Bentz stood up and stretched, sick of the small, airless interrogation room. So typical; there was at least one in every precinct. A camera mounted high in the corner near the ceiling had recorded the entire conversation. Bentz could have asked for a lawyer or kept his mouth shut, but he had nothing to hide.
He knew it.
He sensed Hayes knew it. His account of the events at Devil’s Caldron had been confirmed by Travis and his girlfriend. This was an exercise in futility, but one that ensured Hayes didn’t make any mistakes.
He glanced at his reflection on the wall. God only knew who was standing behind the two-way mirror. Andrew Bledsoe and Riva Martinez were probably there, waiting for him to slip up and make a mistake. Maybe the DA was there, along with other detectives. Hell, maybe even Dawn Rankin was watching.
It was ridiculous, but Bentz understood procedure. Rake Rick Bentz over the coals. Prove that he’s a good cop gone bad, someone insane enough to show up in Los Angeles and start killing people who had known his ex-wife.
Even though he’d talked things through with Hayes earlier, this was official, “for the record.” So he’d suffered through the questions about his marriage to Jennifer, her betrayal, the divorce, the fact that while they’d been living together a second time, trying to see if it would work, she’d cheated on him all over again. And around that time, the accident that had taken her life.
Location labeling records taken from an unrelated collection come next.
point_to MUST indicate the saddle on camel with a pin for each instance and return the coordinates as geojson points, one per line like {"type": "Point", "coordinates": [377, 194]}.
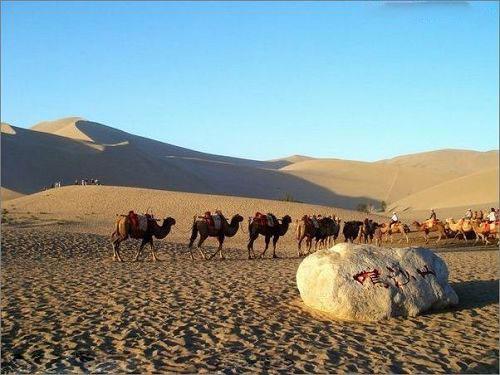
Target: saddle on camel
{"type": "Point", "coordinates": [213, 221]}
{"type": "Point", "coordinates": [265, 220]}
{"type": "Point", "coordinates": [139, 223]}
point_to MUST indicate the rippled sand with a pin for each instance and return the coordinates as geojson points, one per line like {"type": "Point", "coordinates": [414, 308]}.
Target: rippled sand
{"type": "Point", "coordinates": [67, 307]}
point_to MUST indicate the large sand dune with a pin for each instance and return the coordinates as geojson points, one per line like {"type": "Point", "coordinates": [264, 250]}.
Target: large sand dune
{"type": "Point", "coordinates": [93, 209]}
{"type": "Point", "coordinates": [34, 159]}
{"type": "Point", "coordinates": [73, 148]}
{"type": "Point", "coordinates": [67, 307]}
{"type": "Point", "coordinates": [460, 162]}
{"type": "Point", "coordinates": [380, 182]}
{"type": "Point", "coordinates": [476, 189]}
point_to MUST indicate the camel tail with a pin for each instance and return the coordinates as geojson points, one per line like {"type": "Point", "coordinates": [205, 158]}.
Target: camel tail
{"type": "Point", "coordinates": [194, 231]}
{"type": "Point", "coordinates": [298, 231]}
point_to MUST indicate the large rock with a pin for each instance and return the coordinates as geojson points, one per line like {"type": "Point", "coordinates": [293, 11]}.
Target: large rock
{"type": "Point", "coordinates": [364, 282]}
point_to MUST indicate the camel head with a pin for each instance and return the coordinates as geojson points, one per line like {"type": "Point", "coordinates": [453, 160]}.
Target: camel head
{"type": "Point", "coordinates": [168, 221]}
{"type": "Point", "coordinates": [237, 218]}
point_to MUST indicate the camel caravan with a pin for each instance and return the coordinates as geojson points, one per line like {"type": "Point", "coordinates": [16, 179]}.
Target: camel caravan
{"type": "Point", "coordinates": [323, 230]}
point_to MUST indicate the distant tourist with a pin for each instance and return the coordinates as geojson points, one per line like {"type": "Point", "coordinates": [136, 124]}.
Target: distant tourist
{"type": "Point", "coordinates": [492, 216]}
{"type": "Point", "coordinates": [394, 219]}
{"type": "Point", "coordinates": [480, 215]}
{"type": "Point", "coordinates": [433, 216]}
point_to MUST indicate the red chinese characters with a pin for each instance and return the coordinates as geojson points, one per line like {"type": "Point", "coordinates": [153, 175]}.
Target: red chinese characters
{"type": "Point", "coordinates": [396, 276]}
{"type": "Point", "coordinates": [373, 276]}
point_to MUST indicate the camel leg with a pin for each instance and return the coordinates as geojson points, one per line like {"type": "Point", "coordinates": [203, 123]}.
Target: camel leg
{"type": "Point", "coordinates": [253, 237]}
{"type": "Point", "coordinates": [219, 250]}
{"type": "Point", "coordinates": [153, 252]}
{"type": "Point", "coordinates": [465, 237]}
{"type": "Point", "coordinates": [113, 244]}
{"type": "Point", "coordinates": [267, 239]}
{"type": "Point", "coordinates": [299, 246]}
{"type": "Point", "coordinates": [275, 240]}
{"type": "Point", "coordinates": [439, 237]}
{"type": "Point", "coordinates": [200, 242]}
{"type": "Point", "coordinates": [309, 245]}
{"type": "Point", "coordinates": [143, 243]}
{"type": "Point", "coordinates": [116, 251]}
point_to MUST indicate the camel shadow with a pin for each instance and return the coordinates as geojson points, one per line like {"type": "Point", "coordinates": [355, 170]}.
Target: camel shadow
{"type": "Point", "coordinates": [476, 293]}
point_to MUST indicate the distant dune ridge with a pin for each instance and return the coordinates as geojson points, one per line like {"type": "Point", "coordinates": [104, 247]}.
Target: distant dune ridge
{"type": "Point", "coordinates": [74, 148]}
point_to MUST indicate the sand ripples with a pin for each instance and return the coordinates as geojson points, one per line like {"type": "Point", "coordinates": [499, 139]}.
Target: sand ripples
{"type": "Point", "coordinates": [67, 307]}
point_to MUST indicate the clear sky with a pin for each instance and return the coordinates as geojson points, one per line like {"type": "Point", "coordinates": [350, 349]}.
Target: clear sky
{"type": "Point", "coordinates": [360, 81]}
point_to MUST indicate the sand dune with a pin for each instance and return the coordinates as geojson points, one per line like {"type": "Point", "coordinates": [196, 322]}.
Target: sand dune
{"type": "Point", "coordinates": [476, 189]}
{"type": "Point", "coordinates": [379, 182]}
{"type": "Point", "coordinates": [7, 129]}
{"type": "Point", "coordinates": [73, 148]}
{"type": "Point", "coordinates": [9, 194]}
{"type": "Point", "coordinates": [67, 308]}
{"type": "Point", "coordinates": [65, 127]}
{"type": "Point", "coordinates": [93, 209]}
{"type": "Point", "coordinates": [461, 162]}
{"type": "Point", "coordinates": [32, 160]}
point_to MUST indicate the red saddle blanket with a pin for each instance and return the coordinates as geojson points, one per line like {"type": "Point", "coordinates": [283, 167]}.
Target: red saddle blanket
{"type": "Point", "coordinates": [264, 219]}
{"type": "Point", "coordinates": [139, 222]}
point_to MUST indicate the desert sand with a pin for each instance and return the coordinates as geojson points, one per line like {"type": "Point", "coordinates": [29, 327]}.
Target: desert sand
{"type": "Point", "coordinates": [74, 148]}
{"type": "Point", "coordinates": [67, 307]}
He understood that it was necessary to rehash this dark period in his life, though that hadn’t made it any easier.
Then Hayes had segued to Jennifer the ghost, and Bentz had recalled how he’d seen her in his hospital room back in Louisiana. How he’d determined that the woman “haunting” him was actually a real flesh-and-blood imposter, one he’d stupidly driven along the coast. They’d stopped at Devil’s Caldron, the park overlooking the sea, where she’d made the tragic leap into the ocean that had killed her.
“Well, tomorrow morning we should have some answers about your ghost. Or at least, your ex-wife,” Hayes had said. The detective had cut through bureaucratic red tape and arranged for the exhumation of Jennifer’s body, scheduled for the next morning. A step in the right direction.
Bentz was questioned about Shana McIntyre and Lorraine Newell. Hayes brought up the Caldwell twins, asked what he knew about the double homicide so similar to the Springer twins’ case. “We’ve been through this before,” Bentz had said, knowing that Olivia was waiting for him. He was tired, hungry and could offer them nothing more than the truth.